Born in New Haven, Connecticut, in 1928, Morgan showed artistic promise at an early age. In 1951, she received a fellowship grant for young artists of colour from the John Hay Whitney Foundation. She said: “I immediately made my plans for visiting the setting of the novels by Hardy and Brontë… I went by freighter, and I went alone.” Arriving in Devon in October 1951, she would spend the next 18 months in Britain, drawn to craggy moorland and granite quarries. First staying with a farming family on the edge of Dartmoor, she visited Stanbury, Yorkshire, where this print was made, as well as the artist hangouts of Soho. She spent Christmas at Jamaica Inn in Cornwall, its smugglers history memorialised by Daphne du Maurier. According to the 1971 book ‘Seventeen Black Artists’ by Elton C. Fax, Morgan recalled that the parties in the pub were wild!

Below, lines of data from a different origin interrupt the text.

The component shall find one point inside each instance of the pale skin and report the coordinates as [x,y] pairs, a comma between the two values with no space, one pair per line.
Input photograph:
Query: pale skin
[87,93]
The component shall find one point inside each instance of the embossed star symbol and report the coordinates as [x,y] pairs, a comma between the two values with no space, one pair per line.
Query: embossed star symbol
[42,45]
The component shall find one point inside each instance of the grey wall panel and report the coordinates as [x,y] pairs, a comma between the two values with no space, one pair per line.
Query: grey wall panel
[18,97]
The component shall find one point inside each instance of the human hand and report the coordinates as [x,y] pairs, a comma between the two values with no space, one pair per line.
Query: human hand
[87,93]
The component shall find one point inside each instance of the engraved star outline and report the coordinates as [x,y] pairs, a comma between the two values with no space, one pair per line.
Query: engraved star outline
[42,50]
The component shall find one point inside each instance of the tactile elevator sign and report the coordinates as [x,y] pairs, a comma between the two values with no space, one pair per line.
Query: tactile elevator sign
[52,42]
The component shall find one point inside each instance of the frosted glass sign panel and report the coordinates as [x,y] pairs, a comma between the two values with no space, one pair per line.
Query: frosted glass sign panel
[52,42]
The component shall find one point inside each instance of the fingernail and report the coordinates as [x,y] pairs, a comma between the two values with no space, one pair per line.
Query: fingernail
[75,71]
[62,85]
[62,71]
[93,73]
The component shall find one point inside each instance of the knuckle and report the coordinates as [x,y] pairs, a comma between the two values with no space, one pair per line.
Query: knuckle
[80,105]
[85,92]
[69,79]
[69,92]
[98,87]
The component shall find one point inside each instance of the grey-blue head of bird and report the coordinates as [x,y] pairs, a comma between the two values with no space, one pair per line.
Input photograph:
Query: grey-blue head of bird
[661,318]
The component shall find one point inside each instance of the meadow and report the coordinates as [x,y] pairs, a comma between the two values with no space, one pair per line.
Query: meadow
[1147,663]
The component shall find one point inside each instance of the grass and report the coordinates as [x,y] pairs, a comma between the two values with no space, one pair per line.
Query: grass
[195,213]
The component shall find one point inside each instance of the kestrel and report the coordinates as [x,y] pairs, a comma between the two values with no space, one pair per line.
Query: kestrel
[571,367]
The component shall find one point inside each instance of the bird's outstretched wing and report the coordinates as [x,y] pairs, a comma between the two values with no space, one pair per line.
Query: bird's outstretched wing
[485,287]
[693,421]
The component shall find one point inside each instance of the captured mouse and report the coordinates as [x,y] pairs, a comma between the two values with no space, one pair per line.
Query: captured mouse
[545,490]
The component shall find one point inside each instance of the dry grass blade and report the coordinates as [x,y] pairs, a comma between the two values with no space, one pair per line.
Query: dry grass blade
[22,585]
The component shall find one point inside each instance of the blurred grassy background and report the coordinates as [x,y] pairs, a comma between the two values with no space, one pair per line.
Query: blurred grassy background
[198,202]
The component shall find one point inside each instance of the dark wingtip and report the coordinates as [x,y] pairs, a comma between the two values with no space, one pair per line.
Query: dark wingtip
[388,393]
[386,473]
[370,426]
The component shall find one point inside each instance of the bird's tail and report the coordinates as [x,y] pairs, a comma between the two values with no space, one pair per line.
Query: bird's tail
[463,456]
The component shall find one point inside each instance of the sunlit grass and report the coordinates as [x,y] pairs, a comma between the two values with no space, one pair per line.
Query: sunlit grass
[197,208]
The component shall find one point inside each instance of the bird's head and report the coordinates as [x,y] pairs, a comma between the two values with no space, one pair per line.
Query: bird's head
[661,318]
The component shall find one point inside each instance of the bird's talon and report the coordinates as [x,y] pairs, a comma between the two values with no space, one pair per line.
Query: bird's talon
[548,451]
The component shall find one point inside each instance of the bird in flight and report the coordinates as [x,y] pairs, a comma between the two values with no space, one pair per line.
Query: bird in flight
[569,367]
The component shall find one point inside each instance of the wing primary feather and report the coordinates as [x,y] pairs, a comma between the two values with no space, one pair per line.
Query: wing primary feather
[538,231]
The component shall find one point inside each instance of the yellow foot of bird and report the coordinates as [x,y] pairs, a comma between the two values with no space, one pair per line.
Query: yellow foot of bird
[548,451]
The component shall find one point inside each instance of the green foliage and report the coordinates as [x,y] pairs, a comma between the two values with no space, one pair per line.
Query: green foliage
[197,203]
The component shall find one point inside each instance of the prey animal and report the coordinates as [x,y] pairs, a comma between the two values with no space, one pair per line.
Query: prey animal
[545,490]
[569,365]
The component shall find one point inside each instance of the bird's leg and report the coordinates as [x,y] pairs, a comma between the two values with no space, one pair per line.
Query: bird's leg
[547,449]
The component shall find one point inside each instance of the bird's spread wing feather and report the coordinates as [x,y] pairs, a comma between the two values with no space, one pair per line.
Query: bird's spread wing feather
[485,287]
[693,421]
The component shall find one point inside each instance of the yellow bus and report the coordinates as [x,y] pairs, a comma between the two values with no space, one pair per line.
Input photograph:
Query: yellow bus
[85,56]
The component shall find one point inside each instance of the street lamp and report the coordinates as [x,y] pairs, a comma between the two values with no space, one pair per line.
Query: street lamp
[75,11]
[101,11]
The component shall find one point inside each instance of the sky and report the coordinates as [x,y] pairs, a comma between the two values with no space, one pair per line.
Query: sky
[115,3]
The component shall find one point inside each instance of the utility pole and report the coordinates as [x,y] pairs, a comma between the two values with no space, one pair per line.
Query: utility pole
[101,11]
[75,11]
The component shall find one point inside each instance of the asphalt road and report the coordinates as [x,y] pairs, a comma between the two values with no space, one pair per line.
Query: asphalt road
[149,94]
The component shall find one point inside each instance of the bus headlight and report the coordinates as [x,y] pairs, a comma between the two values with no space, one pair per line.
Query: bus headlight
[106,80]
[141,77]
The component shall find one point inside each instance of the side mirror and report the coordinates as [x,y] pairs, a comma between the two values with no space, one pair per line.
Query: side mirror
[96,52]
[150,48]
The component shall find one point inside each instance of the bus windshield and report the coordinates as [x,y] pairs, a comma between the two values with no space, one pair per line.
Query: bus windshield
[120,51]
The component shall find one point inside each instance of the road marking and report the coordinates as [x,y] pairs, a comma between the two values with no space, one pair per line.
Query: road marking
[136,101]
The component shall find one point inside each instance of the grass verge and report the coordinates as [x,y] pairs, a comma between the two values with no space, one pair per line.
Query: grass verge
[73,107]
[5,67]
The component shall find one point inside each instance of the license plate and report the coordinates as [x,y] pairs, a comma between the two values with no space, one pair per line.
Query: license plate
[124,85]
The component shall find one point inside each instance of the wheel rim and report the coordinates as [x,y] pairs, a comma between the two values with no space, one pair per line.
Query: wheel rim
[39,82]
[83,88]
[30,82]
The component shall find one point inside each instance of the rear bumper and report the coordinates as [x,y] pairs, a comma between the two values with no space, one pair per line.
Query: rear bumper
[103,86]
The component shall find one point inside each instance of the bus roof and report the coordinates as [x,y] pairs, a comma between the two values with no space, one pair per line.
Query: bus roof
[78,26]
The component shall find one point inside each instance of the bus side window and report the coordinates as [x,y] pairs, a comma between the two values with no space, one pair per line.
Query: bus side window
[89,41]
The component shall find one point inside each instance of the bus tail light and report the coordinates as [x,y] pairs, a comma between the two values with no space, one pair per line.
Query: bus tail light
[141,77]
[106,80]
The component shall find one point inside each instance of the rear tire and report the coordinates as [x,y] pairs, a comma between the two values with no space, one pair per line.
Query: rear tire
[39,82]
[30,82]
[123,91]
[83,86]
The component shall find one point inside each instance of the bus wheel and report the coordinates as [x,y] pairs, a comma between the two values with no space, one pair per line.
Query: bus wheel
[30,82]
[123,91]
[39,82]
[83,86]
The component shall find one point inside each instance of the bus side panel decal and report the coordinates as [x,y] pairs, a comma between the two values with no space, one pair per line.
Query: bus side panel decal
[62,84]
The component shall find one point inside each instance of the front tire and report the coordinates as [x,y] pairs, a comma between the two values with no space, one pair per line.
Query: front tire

Returning to New York in 1953, her engravings of the rugged British landscape were very well received. She became affiliated with the highly influential Robert Blackburn Printmaking Workshop, a diverse print hub still going strong in Manhattan today. Morgan felt the pull of rural life however, spending further travel grants on extended trips to her old haunts in England and the Scottish Highlands, eventually moving to the Catskill Mountains in upstate New York where she carried on making prints until the age of 89.